Hoteliers must keep an eye on governmental policy changes and shifting relationships between hotel performance indicators and larger economic indicators.
NASHVILLE, Tennessee—The hotel industry doesn’t exist in a vacuum, so experts who spoke at the Hotel Data Conference last month said there are several things hoteliers should keep an eye on to gauge the larger economy’s trajectory and how it might affect their hotels.
During the “Cause and effect: How the broader economy influences hotel performance” session, presenters said hoteliers need to keep an eye on things like discussions around major governmental policy changes, how “traditional economic indicators” may be losing influence over hotel industry key performance indicators and several other things worth keeping an eye on.
Policy changes vs. rhetoric
Aran Ryan, director of lodging analytics for Tourism Economics, said not much has changed since the election of President Donald Trump to move most of his promised policy changes closer to reality.
“There are these opportunities that are visible with this administration that we could have things that could positively impact the economy in the short run, but then those are also balanced by things that are potential risks for growth,” he said. “And stuff could happen that may be on either side (of being either good or bad) that are somewhat unexpected.”
Among the potential positives are the possibility of tax cuts, infrastructure spending and a decrease in regulation. Possible negatives include things like general uncertainty about the government’s future plans, anti-immigrant attitudes and policies and trade protectionism.
Chad Church, VP of client services at Hotel News Now’s parent company STR, said deregulation could ultimately free up more corporate money that could find its way to hotels.
“The folks who wouldn’t have invested before will invest now,” he said. “We’re taking some of these limitations off of industries that have been in maybe a wait-and-see approach for multiple years at this point.”
But Jess Petitt, VP of global business analytics for Hilton, said hoteliers need to be careful not to make assumptions on how that money will be used.
“Businesses could just keep those profits,” he said. “We certainly see more of that now.”
Ryan noted it’s difficult right now to truly gauge the economic impact of the current administration, especially when looked at from a stock market perspective, which he said many people point to as an indicator of a president’s economic success or failure. He added that people need to be careful not to read too much into U.S. markets hitting record highs.

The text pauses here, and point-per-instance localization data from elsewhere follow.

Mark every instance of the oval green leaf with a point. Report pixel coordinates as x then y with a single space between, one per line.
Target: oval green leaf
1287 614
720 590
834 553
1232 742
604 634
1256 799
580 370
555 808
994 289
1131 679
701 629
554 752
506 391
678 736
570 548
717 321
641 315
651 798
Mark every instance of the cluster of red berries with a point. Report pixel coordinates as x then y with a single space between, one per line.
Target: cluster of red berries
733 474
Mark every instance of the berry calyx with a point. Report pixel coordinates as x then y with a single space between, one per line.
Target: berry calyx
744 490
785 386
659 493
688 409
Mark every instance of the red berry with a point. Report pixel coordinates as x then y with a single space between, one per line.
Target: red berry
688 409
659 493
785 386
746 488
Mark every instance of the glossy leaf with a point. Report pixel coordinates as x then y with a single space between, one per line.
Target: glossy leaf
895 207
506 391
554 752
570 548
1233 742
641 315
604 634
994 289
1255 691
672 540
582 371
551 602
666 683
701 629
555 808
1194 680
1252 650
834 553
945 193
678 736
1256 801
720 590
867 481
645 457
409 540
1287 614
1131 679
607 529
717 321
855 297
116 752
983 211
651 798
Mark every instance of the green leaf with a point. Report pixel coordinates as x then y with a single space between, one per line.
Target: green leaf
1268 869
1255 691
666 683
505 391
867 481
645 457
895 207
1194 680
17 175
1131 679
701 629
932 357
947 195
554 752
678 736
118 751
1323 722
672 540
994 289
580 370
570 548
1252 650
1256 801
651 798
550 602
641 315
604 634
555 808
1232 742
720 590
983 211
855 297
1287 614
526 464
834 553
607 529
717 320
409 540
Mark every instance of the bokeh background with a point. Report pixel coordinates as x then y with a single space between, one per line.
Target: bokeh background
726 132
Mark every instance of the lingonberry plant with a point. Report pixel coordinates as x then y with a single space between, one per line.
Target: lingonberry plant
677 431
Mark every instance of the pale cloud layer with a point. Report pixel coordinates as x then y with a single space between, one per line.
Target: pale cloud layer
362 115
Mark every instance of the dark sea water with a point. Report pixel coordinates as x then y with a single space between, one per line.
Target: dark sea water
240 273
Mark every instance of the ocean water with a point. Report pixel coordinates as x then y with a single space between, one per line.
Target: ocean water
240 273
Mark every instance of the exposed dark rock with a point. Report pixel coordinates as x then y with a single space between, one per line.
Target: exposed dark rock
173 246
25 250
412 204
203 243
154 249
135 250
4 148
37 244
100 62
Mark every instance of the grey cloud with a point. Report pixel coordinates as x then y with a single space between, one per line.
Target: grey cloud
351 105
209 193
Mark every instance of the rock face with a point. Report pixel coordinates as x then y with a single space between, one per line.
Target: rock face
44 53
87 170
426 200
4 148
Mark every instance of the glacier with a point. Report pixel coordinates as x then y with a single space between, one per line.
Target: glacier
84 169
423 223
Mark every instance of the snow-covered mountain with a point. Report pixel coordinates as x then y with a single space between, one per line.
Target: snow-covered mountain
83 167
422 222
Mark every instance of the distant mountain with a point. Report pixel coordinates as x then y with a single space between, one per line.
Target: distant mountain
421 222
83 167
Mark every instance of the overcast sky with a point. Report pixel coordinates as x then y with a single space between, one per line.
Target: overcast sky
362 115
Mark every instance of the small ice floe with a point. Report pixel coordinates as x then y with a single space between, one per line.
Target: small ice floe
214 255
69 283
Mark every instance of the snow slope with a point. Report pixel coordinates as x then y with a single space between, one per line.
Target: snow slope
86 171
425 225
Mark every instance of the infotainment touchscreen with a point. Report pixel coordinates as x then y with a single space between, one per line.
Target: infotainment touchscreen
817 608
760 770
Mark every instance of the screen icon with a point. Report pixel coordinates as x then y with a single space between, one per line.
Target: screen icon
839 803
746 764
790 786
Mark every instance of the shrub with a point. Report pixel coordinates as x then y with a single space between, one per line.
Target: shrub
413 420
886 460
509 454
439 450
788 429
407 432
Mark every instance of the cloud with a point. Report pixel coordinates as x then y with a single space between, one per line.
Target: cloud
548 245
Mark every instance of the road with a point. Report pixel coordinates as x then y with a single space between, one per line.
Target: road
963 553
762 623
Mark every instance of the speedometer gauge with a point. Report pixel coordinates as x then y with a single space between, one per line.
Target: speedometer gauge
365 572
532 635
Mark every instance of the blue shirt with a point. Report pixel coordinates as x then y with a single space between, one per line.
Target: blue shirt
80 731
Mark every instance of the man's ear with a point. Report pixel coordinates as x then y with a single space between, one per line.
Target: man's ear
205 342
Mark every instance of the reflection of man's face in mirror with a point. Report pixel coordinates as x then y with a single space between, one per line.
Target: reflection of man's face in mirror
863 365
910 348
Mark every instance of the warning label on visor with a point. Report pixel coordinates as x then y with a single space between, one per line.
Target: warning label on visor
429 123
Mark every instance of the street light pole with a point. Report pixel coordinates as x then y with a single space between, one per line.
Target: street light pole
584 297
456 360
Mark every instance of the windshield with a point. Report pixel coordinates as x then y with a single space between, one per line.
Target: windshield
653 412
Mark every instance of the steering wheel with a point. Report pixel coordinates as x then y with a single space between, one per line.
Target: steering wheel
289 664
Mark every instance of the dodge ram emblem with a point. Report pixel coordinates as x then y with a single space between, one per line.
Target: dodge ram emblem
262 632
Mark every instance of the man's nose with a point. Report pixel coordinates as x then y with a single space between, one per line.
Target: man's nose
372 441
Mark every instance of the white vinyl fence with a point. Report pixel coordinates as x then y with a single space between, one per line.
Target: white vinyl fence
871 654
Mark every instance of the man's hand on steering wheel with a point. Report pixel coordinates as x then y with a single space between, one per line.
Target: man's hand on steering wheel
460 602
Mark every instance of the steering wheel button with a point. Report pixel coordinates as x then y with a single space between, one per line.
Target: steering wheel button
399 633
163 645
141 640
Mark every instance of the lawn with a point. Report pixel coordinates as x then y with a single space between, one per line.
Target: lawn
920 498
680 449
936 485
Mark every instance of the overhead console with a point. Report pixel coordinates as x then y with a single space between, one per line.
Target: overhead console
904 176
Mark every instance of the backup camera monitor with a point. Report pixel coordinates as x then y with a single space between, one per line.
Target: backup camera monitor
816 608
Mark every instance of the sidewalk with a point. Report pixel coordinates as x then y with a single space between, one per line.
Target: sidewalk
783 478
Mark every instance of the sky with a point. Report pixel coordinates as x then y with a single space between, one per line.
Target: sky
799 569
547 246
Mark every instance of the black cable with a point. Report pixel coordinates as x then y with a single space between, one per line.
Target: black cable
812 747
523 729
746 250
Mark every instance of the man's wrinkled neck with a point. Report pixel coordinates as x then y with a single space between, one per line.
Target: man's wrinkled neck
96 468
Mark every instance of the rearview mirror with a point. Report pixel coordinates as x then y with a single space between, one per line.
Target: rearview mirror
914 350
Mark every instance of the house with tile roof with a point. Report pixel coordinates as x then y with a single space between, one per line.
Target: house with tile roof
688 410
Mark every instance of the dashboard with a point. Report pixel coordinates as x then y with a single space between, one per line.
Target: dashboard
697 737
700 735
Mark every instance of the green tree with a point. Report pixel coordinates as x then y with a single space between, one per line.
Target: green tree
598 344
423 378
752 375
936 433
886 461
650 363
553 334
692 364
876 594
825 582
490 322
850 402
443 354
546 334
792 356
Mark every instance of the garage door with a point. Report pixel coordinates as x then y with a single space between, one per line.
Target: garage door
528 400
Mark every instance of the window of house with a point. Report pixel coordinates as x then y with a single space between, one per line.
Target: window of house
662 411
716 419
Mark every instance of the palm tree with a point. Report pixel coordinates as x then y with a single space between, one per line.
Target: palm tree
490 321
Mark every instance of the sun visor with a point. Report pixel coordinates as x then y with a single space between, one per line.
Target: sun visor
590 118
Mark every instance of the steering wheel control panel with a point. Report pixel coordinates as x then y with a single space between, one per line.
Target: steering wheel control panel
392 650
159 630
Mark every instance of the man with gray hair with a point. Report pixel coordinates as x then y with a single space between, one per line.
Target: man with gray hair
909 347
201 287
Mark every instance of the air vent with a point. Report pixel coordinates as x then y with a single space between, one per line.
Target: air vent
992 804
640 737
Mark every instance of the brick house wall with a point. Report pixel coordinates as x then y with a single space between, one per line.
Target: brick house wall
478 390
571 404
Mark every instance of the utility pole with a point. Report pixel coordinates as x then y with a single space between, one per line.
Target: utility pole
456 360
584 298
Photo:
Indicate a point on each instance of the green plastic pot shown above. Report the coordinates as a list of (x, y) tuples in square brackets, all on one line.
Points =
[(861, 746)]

“We’re sort of in this period where it’s global equity markets that are appreciating,” he said. “So, if you look at the U.S. stock market relative to some of these global measures, you see basically the same performance.”
At the time of the presentation, U.S. markets were up 20% since Trump’s election. For the same time period, global markets, excluding the U.S., were also up 20%.
Things on the horizon
Speakers pointed out several things that affect hotels that people should keep in mind. Among those are performance of group demand, the relationship between inflation and rate growth, how airline performance affects hotel demand, how different U.S. markets are experiencing different rates of gross-domestic-product growth and where things are in the global development cycle.
Petitt noted the consistent decreases in group mix since 2010 have been a negative for hotels.
“It has a real impact on (food and beverage),” he noted.
He said it’s important for hoteliers to reckon with the “new normal” now as opposed to hoping for a comeback in a downturn.
“It won’t be where it was in the past,” he said. “There’s only so much group to go around, and we can’t expect it to be there in the next few years when you need it.”
Decoupling of indicators
Speakers noted that the current cycle has shown a divergence of hotel performance indicators from larger economic metrics that had moved in concert during previous cycles. That includes things like GDP.
Ryan said their relationship has changed but demand and GDP haven’t completely separated.
“When you look at room demand relative to GDP over a 10-year period, it’s not like they’re totally untethered,” he said.
Petitt noted issues with specific industries, most notably oil and gas, complicate the metrics and “created a measure of noise that shrunk the relationship.”